L'INE confirme une croissance du PIB espagnol de 0,6 % au T1, en ralentissement par rapport à 0,8 % sous l'effet de la guerre en Iran
L'économie espagnole a progressé de 0,6 % au premier trimestre 2026, soit deux dixièmes de moins que le trimestre précédent, la demande intérieure et la consommation des ménages compensant le choc initial du conflit iranien.
Croissance tirée par la demande intérieure
Le PIB espagnol a augmenté de 0,6 % en glissement trimestriel au cours des trois premiers mois de 2026, a confirmé jeudi l'Instituto Nacional de Estadística (INE). Ce chiffre marque un ralentissement par rapport aux 0,8 % enregistrés au dernier trimestre 2025. La demande intérieure a contribué à hauteur de 0,5 point de pourcentage à l'expansion trimestrielle, tandis que le secteur extérieur n'a ajouté que 0,1 point. La consommation des ménages a augmenté de 0,6 %, en ralentissement de trois dixièmes par rapport à la période précédente, et les dépenses publiques se sont accélérées à 0,5 %. L'investissement (formation brute de capital fixe) a fortement ralenti à 0,4 %, son plus faible niveau depuis le troisième trimestre 2024.
- Demande intérieure
- 0.5 pp
- Demande extérieure
- 0.1 pp
Impact de la guerre et réponse du gouvernement
Le conflit en Iran, qui a débuté le 28 février, n'a affecté l'économie que partiellement au cours du trimestre, principalement par la hausse des prix de l'énergie et l'inflation à partir de mars. Le gouvernement a approuvé un ensemble de mesures anticrise le 20 mars pour amortir le choc pour les ménages et les entreprises.
La consommation des ménages se consolide comme l'un des principaux moteurs de l'économie, avec une progression trimestrielle de 0,6 %, soutenue principalement par la vigueur du marché du travail, dans un début d'année marqué par l'impact de la guerre en Iran sur l'inflation depuis février. Les mesures approuvées par le gouvernement le 20 mars amortissent les dégâts de ce nouveau choc énergétique sur les ménages et les entreprises.

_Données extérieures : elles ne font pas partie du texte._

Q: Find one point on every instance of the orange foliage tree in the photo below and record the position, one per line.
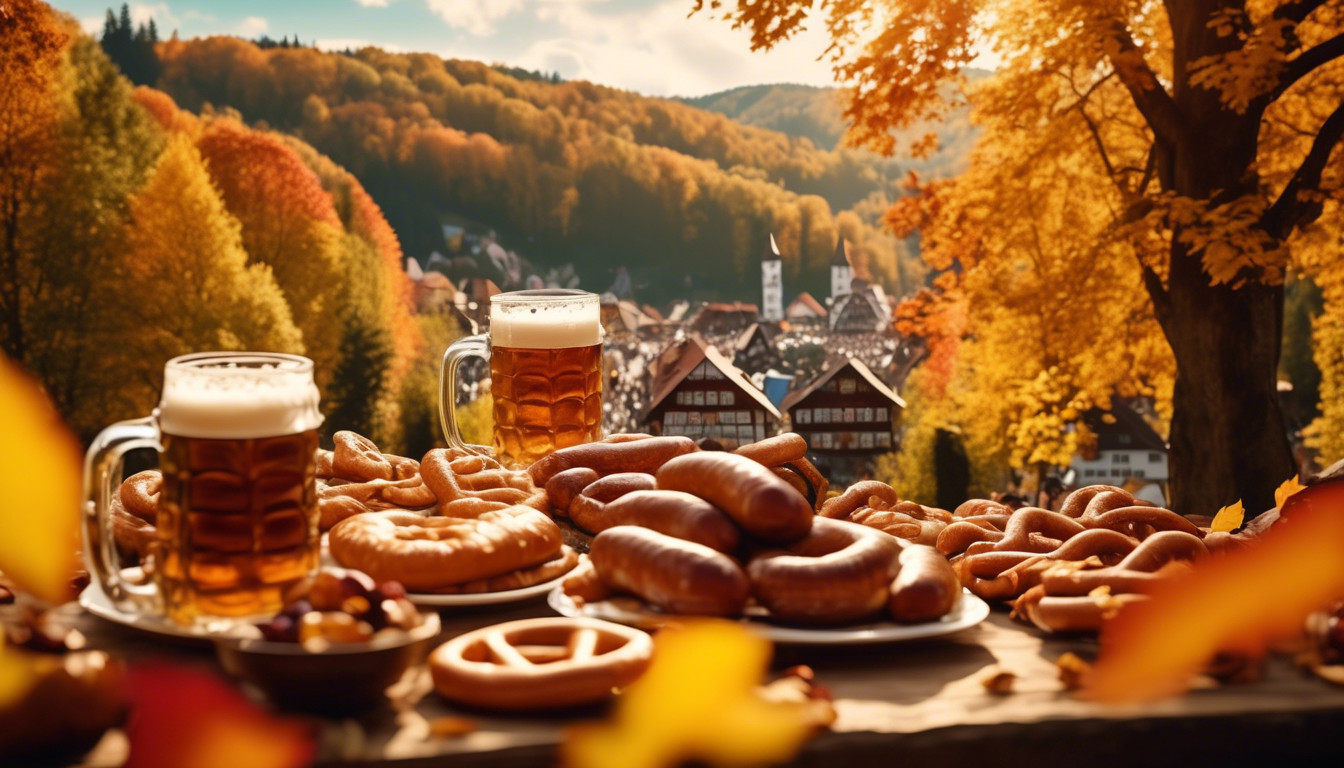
(1211, 127)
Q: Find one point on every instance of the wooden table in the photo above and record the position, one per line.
(897, 705)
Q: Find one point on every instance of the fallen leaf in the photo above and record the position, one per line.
(696, 702)
(1230, 518)
(1286, 490)
(40, 460)
(190, 718)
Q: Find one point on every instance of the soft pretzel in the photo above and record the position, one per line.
(1031, 529)
(453, 474)
(524, 577)
(539, 663)
(140, 492)
(356, 457)
(839, 572)
(436, 552)
(1004, 574)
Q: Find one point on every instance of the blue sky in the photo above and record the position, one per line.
(649, 46)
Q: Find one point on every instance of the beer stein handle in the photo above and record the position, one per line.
(102, 478)
(457, 351)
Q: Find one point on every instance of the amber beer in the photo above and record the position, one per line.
(238, 510)
(546, 373)
(237, 519)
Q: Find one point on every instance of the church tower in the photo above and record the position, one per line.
(772, 283)
(842, 275)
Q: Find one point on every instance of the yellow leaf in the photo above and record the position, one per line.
(1229, 518)
(1286, 490)
(696, 702)
(40, 460)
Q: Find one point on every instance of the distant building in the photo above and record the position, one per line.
(805, 311)
(842, 273)
(847, 416)
(754, 351)
(715, 319)
(772, 283)
(699, 393)
(863, 310)
(1128, 452)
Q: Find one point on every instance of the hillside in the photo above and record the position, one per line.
(565, 172)
(817, 114)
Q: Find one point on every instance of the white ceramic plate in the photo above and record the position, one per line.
(635, 612)
(430, 600)
(97, 603)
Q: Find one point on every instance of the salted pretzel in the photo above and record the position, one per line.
(1075, 596)
(358, 472)
(454, 474)
(1005, 574)
(539, 663)
(557, 566)
(434, 553)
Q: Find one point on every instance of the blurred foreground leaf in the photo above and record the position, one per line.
(40, 472)
(696, 702)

- Début de la guerre en Iran, déclenchant une incertitude sur les prix de l'énergie
- Le gouvernement approuve des mesures anticrise pour protéger les ménages et les entreprises
- L'INE publie une estimation préliminaire du PIB de 0,6 % pour le T1
- L'INE confirme la croissance finale du PIB au T1 à 0,6 %
- Le Conseil des ministres doit mettre à jour les prévisions macroéconomiques et renouveler le programme d'aide
Mises en garde des analystes sur les anticipations d'achats
Raymond Torres, directeur de l'analyse conjoncturelle chez Funcas, a souligné un phénomène d'anticipation des commandes par les entreprises en mars, celles-ci se précipitant pour sécuriser leurs approvisionnements après le déclenchement du conflit au Moyen-Orient. Ce comportement s'est reflété dans des indicateurs de confiance tels que le PMI, qui s'est contracté en avril pour la première fois en deux ans et demi. Torres a prévenu que l'accumulation de stocks et de commandes anticipées pourrait entraîner un ajustement à la baisse au deuxième trimestre une fois que l'effet de précaution s'estompera.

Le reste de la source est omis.